As you may remember, Peter Strzok was part of the Mueller investigation until texts between himself and fellow agent Lisa Page were released. Those texts indicated a clear dislike for President Trump that preexisted his involvement in the investigation.
Mr. Strzok was reassigned this summer from Mr. Mueller’s investigation to the F.B.I.’s human resources department, where he has been stationed since. The people briefed on the case said the transfer followed the discovery of text messages in which Mr. Strzok and a colleague reacted to news events, like presidential debates, in ways that could appear critical of Mr. Trump.
“Immediately upon learning of the allegations, the special counsel’s office removed Peter Strzok from the investigation,” said a spokesman for the special counsel’s office, Peter Carr.
At the time this was reported in Dec. 2017, we didn’t know what the text messages said. But once the texts came out, Strzok was fired by the FBI.
The FBI has fired Peter Strzok, an agent who was removed from the Russia probe last year for sending text messages disparaging President Donald Trump, Strzok’s lawyer said Monday…
Page wrote in a text, Trump is “not ever going to become president, right? Right?!” to which Strzok replied, “No. No he’s not. We’ll stop it.”
And of course we all remember the text about the Russia investigation being an “insurance policy” in case Trump won the election. In any case, both Strzok and Page sued over the release of their text messages and last year they reached a settlement with the DOJ.
Two former FBI officials settled lawsuits with the Justice Department on Friday, resolving claims that their privacy rights were violated when the department leaked to the news media text messages that they had sent one another that disparaged former President Donald Trump.

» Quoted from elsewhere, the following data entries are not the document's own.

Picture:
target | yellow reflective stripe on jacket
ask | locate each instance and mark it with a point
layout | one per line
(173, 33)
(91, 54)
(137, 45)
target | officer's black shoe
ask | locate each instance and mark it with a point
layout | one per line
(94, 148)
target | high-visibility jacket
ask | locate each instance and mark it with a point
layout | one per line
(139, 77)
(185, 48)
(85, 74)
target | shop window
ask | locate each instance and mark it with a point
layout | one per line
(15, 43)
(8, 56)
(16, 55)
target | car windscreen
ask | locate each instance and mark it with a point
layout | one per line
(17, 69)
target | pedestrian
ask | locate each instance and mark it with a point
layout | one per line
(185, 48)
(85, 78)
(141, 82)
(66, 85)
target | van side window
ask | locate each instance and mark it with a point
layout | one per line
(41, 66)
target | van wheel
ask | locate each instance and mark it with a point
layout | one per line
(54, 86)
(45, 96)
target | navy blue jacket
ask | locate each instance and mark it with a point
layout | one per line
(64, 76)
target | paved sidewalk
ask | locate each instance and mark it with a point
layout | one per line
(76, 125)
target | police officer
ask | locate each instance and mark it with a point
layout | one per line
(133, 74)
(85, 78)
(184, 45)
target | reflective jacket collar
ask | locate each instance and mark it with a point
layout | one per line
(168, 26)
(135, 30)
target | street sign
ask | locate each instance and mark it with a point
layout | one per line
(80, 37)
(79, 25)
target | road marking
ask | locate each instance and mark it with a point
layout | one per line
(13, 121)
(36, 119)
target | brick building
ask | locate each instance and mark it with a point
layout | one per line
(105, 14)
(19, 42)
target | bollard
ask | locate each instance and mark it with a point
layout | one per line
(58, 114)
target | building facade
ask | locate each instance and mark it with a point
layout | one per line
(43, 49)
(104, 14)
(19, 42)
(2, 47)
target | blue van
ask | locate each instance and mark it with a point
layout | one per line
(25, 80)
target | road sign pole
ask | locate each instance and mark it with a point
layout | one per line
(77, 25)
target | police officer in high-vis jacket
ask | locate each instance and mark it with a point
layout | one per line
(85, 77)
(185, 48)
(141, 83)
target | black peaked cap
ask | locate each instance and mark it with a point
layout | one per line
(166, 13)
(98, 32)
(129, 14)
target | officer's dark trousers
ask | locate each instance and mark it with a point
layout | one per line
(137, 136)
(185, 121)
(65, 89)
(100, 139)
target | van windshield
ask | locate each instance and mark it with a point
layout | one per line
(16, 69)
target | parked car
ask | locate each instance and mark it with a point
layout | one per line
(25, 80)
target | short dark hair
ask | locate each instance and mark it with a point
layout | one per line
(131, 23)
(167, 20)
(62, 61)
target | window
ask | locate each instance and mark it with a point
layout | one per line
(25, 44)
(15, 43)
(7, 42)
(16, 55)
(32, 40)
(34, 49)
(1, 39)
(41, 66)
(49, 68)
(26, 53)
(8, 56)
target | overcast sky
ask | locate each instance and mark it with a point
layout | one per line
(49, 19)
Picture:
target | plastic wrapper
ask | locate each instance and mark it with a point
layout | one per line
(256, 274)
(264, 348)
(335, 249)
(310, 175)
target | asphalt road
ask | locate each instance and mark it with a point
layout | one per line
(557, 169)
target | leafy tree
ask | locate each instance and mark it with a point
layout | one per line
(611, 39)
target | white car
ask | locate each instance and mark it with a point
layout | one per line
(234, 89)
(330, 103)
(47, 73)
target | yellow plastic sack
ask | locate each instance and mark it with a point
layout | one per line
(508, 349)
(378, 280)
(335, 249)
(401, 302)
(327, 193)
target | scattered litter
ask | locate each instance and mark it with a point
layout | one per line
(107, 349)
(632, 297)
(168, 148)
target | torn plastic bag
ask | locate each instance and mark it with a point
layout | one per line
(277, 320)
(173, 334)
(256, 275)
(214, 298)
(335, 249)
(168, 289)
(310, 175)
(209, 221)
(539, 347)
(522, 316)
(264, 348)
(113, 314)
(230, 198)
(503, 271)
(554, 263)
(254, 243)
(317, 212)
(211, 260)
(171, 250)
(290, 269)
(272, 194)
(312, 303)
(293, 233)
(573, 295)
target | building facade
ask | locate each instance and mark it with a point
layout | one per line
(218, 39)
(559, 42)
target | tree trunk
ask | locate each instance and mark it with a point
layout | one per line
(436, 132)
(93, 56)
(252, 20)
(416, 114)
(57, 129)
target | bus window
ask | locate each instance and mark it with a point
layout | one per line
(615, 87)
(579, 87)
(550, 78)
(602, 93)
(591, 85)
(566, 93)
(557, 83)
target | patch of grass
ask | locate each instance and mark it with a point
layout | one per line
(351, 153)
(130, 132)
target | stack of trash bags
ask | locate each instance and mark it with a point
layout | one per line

Peter Strzok, a former top counterintelligence agent who played a crucial role in the investigation into Russian election interference in 2016, settled his case for $1.2 million. Lisa Page, an FBI lawyer who exchanged text messages with Strzok, also reached a separate settlement. Court records reviewed by The Associated Press show she is to be paid $800,000.
The two had sued the Justice Department over a 2017 episode in which officials shared copies with reporters of text messages that they had sent each other, including ones that described Trump as an “idiot” and a ”loathsome human” and that called the prospect of a Trump victory “terrifying.”
But even with that case resolved, Strzok still had a separate case going over his firing from the FBI. Today, a judge ruled against him in that case.
Strzok argued in the lawsuit that his FBI bosses had retaliated against him in order to placate Trump, who was outraged over texts that Strzok exchanged while investigating ties between the 2016 Trump campaign and Russia.
In a ruling Tuesday, U.S. District Judge Amy Berman Jackson said that, after several years gathering evidence and testimony from those involved in the 2018 decision to terminate the veteran counterintelligence agent, Strzok’s lawyers had failed to show that his dismissal violated his First Amendment rights.
Jackson, an Obama appointee, stressed that she was not ruling on whether Strzok’s firing “was the appropriate sanction” for his conduct, only that the voluminous evidence assembled over years of litigation — including a deposition of Trump himself — had not proven Strzok’s rights were violated.
Strzok could still appeal this ruling but so far his attorney hasn’t said whether or not he intends to do that.